Treanda is a chemotherapy agent that combines the action of two types of agents, which attack cancerous cells through distinct pathways. It is approved for the treatment of recurrent NHL and chronic lymphocytic leukemia (CLL). Treanda has been widely used in Europe for decades, but only became available in the U.S. in 2008. It is currently being evaluated for use in other types of cancer as well as in the initial treatment of NHL.
This phase III clinical trial evaluated the use of Treanda in the initial treatment of NHL. The study included 514 patients with previously untreated follicular, indolent, or mantle cell lymphomas who were randomly assigned to receive treatment with R-CHOP or with Treanda plus Rituxan.
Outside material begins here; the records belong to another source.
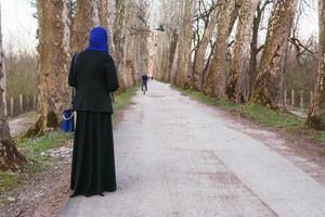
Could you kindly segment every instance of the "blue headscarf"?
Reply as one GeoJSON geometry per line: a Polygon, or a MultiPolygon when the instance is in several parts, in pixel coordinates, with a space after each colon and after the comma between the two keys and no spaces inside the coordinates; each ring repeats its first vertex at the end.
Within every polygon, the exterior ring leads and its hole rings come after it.
{"type": "Polygon", "coordinates": [[[98,26],[91,29],[87,50],[108,53],[108,35],[105,28],[98,26]]]}

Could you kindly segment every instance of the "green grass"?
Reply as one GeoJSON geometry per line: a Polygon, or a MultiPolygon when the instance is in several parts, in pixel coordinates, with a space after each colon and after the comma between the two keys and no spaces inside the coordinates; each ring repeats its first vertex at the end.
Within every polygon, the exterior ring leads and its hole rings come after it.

Earlier data from this trial was presented at the annual meeting of the American Society of Hematology (ASH) in 2008 and indicated that Treanda plus Rituxan was as effective as R-CHOP and less toxic. Now long-term results indicate that the combination improves progression-free survival (PFS).
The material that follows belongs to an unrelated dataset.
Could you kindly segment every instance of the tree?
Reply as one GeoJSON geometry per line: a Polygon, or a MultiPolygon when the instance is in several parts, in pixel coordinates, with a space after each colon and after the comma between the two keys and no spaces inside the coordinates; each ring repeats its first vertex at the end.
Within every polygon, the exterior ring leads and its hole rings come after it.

After a median follow-up of 45 months, the median PFS in the Treanda/Rituxan group was 69.5 months compared to 31.2 months in the R-CHOP group. Overall survival was similar between the two groups; however, nearly half of the R-CHOP patients whose disease continued to progress were allowed to cross over and receive the Treanda/Rituxan regimen. Because survival for indolent lymphomas tends to be very long, PFS is the most reliable measure of clinical benefit from therapies.
There were fewer serious adverse effects in the Treanda/Rituxan group. Patients in this group had no hair loss and a lower incidence of nerve toxicity and infection compared to the R-CHOP group. Furthermore, 69 percent of patients in the R-CHOP group experienced moderate to severe neutropenia (low white blood cells) compared to only 29 percent of patients in the Treanda/Rituxan group.
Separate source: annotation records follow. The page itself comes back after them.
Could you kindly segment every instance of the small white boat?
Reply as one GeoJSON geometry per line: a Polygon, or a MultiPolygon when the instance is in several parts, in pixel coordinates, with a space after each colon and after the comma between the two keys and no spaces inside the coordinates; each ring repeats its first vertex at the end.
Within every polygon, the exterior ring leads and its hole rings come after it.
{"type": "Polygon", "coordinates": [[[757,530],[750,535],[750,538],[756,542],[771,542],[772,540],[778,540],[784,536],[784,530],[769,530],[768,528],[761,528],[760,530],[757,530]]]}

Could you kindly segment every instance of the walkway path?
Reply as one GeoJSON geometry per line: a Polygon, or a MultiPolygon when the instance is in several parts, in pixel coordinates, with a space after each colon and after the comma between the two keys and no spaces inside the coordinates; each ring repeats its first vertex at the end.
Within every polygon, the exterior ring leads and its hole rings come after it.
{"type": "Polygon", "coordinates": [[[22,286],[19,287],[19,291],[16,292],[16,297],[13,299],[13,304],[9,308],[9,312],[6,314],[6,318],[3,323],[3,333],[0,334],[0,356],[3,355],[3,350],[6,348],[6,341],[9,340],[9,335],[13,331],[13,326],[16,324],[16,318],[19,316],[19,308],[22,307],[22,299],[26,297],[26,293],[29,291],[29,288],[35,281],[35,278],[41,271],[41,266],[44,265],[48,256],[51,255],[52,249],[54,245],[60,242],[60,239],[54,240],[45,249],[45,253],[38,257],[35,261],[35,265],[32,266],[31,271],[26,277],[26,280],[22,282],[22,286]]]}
The researchers concluded that Treanda/Rituxan is more effective and less toxic than R-CHOP in the initial treatment of indolent and mantle cell lymphoma. The results of this study are expected to change standard clinical practice in the treatment of NHL.
 Rummel MJ, Niederle N, Maschmeyer G, et al. Bendamustine plus rituximab (B-R) versus CHOP plus rituximab (CHOP-R) as first-line treatment in patients with indolent and mantle cell lymphomas (MCL): Updated results from the StiL NHL1 study. Presented at the 2012 annual meeting of the American Society of Clinical Oncology, June 1-5, 2012, Chicago, IL. Abstract 3.
 Rummel MJ, von Gruenhagen U, Niederle N et al. Bendamustine plus rituximab versus CHOP plus rituximab in the first-line treatment of patients with follicular, indolent and mantle cell lymphomas: results of a randomized phase III study of the Studygroup Indolent Lymphomas (StiL). Presented at the 50th Annual Meeting of the American Society of Hematology, December 6-9 2008, San Francisco, CA. Abstract 2596.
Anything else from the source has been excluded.